Il résulte de ce qui précède que l’Expert considère que l’enregistrement des noms de domaine « loto-mobile.fr », « lotomobile.fr », « lotobut.fr », « lotolove.fr », « lotomaison.fr », « lotosport.fr », « lototal.fr », « lototem.fr », « lotobeaute.fr », « lotochien.fr », « lotocine.fr », « lotofamille.fr », « lotofood.fr », « lotoforme.fr », « lotogenik.fr », « lotoloisirs.fr », « lotometeo.fr », « lotomode.fr », « lotonus.fr », « lotopaze.fr », « lotoroscope.fr », « lotostress.fr », « lototoit.fr », « lotovacances.fr », « lotozen.fr », « lotochat.fr » et « lotonic.fr » porte atteinte aux droits du Requérant.

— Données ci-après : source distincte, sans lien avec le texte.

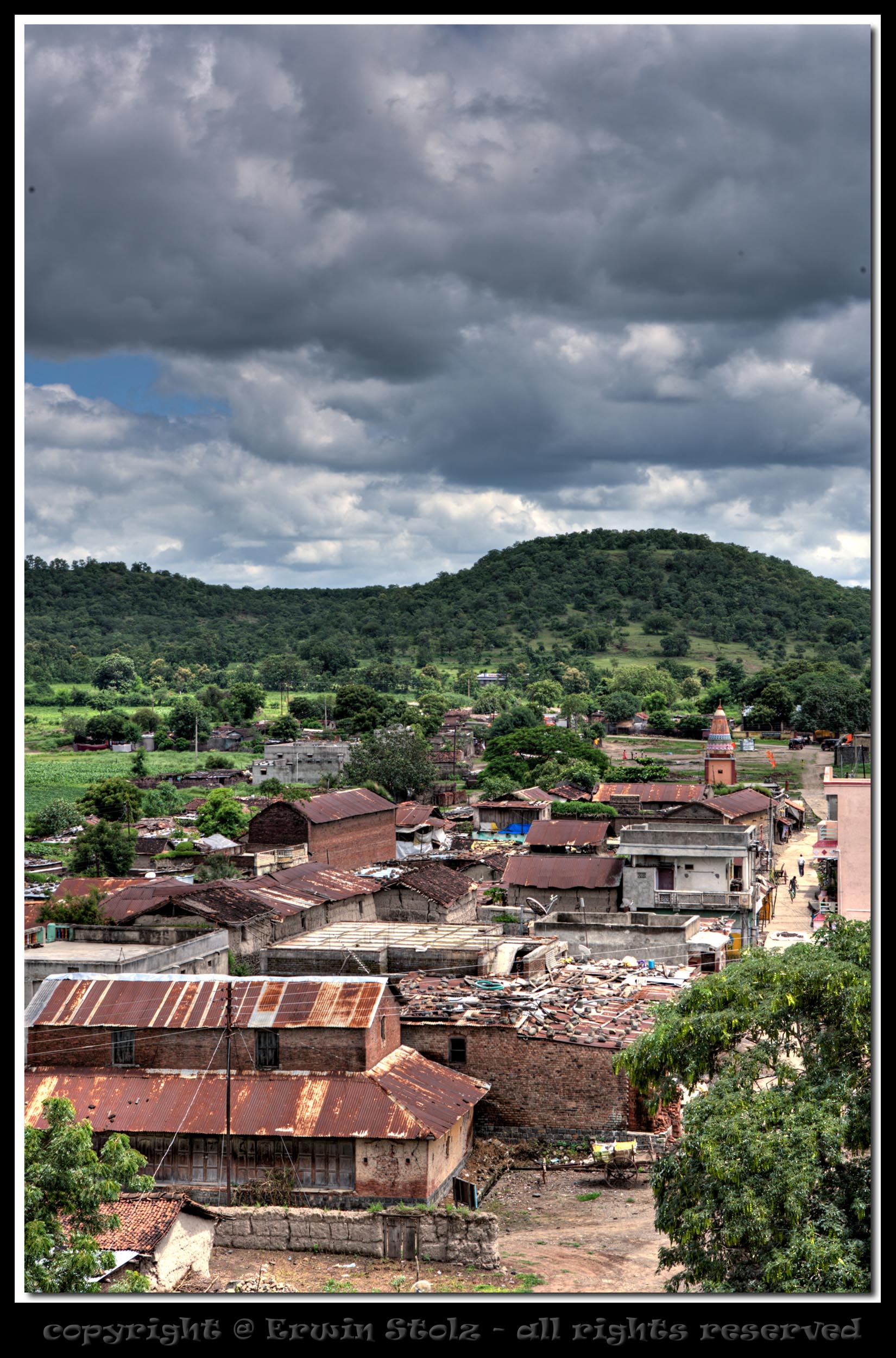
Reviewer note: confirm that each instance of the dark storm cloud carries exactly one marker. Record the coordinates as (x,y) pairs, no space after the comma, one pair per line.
(473,261)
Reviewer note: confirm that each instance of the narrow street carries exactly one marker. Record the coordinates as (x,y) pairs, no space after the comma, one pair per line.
(794,914)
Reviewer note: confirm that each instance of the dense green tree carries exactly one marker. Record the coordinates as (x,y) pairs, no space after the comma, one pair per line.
(284,728)
(188,720)
(218,870)
(139,764)
(401,761)
(246,699)
(55,818)
(104,851)
(769,1190)
(220,814)
(515,720)
(66,1185)
(545,693)
(112,799)
(116,671)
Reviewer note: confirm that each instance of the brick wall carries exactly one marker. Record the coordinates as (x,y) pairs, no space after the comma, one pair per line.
(355,843)
(403,905)
(450,1236)
(537,1085)
(193,1049)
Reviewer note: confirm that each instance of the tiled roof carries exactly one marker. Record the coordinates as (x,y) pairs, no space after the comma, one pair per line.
(146,1220)
(93,1001)
(743,803)
(651,791)
(436,882)
(599,1005)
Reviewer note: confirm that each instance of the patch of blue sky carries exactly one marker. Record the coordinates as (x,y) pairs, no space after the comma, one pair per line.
(128,379)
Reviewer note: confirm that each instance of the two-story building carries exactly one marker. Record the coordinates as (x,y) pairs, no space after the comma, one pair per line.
(689,867)
(310,1072)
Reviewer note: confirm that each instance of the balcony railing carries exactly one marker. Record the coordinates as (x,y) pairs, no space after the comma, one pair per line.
(689,900)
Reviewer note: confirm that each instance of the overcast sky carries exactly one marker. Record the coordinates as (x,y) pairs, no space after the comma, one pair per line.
(357,305)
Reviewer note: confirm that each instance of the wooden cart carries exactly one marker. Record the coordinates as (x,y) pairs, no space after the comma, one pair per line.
(618,1159)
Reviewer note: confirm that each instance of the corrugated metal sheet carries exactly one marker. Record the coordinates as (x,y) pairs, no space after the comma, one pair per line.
(563,872)
(317,881)
(409,814)
(433,1093)
(412,1099)
(201,1003)
(436,882)
(576,834)
(671,792)
(740,803)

(ii) Utilisation du nom de domaine en violation des droits des tiers
Si les noms de domaine litigieux ne font pas l’objet d’une exploitation causant un préjudice important au Requérant puisqu’ils renvoient à une page d’attente du bureau d’enregistrement, il n’en demeure pas moins que cela contribue à prouver l’absence d’intérêt légitime du Défendeur à utiliser ces noms de domaine. De plus, étant donné que les droits sur les marques relèvent du droit de propriété, toute atteinte, même non suivie d’une exploitation significative, suffit à violer les droits réels du Requérant sur ses signes.
Il en résulte que l’utilisation de noms de domaine imitant les expressions sur lesquels le Requérant a des droits de propriété intellectuelle, de façon à engendrer un risque de confusion dans l’esprit des internautes, suffit à violer ses droits, y compris si les noms de domaine litigieux renvoient vers des pages d’attente.

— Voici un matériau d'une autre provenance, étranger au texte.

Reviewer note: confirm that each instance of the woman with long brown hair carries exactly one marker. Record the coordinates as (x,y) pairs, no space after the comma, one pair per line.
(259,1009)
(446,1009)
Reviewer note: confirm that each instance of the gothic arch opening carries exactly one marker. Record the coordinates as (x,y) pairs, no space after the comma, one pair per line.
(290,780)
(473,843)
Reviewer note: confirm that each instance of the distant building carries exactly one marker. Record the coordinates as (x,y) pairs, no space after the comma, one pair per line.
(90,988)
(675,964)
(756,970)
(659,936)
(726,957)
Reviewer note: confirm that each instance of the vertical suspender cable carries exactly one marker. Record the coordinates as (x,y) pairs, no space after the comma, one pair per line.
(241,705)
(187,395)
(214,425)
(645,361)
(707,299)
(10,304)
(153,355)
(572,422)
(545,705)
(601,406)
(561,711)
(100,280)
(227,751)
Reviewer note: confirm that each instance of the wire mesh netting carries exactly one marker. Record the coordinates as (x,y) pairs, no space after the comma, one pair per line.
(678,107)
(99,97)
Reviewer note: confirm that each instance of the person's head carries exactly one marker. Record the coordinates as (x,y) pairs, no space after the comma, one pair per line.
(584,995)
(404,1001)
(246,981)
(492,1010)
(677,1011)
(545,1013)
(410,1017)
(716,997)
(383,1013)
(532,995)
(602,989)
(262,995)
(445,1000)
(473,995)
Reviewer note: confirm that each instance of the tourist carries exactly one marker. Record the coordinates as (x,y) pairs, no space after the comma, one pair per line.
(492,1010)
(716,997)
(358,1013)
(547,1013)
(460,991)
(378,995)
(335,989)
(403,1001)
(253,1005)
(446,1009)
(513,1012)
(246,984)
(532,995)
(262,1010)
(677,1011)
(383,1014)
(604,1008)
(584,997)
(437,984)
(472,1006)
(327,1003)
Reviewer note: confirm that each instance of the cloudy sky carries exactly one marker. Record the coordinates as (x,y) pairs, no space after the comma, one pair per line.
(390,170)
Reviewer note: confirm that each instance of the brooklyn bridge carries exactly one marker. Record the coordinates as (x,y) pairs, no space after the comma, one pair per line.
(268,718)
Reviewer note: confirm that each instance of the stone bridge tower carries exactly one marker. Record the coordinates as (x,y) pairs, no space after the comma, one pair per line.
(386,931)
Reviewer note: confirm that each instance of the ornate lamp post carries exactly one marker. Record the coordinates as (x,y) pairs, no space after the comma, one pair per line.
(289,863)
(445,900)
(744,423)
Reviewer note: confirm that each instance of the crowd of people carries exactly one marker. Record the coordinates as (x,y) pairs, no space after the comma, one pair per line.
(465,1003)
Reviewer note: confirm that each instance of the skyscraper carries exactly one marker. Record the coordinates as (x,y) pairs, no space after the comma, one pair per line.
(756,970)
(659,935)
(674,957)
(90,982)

Il résulte de ce qui précède que l’Expert considère que l’utilisation des noms de domaine « loto-mobile.fr », « lotomobile.fr », « lotobut.fr », « lotolove.fr », « lotomaison.fr », « lotosport.fr », « lototal.fr », « lototem.fr », « lotobeaute.fr », « lotochien.fr », « lotocine.fr », « lotofamille.fr », « lotofood.fr », « lotoforme.fr », « lotogenik.fr », « lotoloisirs.fr », « lotometeo.fr », « lotomode.fr », « lotonus.fr », « lotopaze.fr », « lotoroscope.fr », « lotostress.fr », « lototoit.fr », « lotovacances.fr », « lotozen.fr », « lotochat.fr » et « lotonic.fr » porte atteinte aux droits du Requérant.
Décision
Conformément aux articles 20(b) et (c) du Règlement, l’Expert ordonne la transmission au profit du Requérant des noms de domaine « loto-mobile.fr », « lotomobile.fr », « lotobut.fr », « lotolove.fr », « lotomaison.fr », « lotosport.fr », « lototal.fr », « lototem.fr », « lotobeaute.fr », « lotochien.fr », « lotocine.fr », « lotofamille.fr », « lotofood.fr », « lotoforme.fr », « lotogenik.fr », « lotoloisirs.fr », « lotometeo.fr », « lotomode.fr », « lotonus.fr », « lotopaze.fr », « lotoroscope.fr », « lotostress.fr », « lototoit.fr », « lotovacances.fr », « lotozen.fr », « lotochat.fr » et « lotonic.fr ».
Expert : Christophe Caron
* Nous portons l'attention de nos lecteurs sur les possibilités d'homonymies particuliérement lorsque les décisions ne comportent pas le prénom des personnes.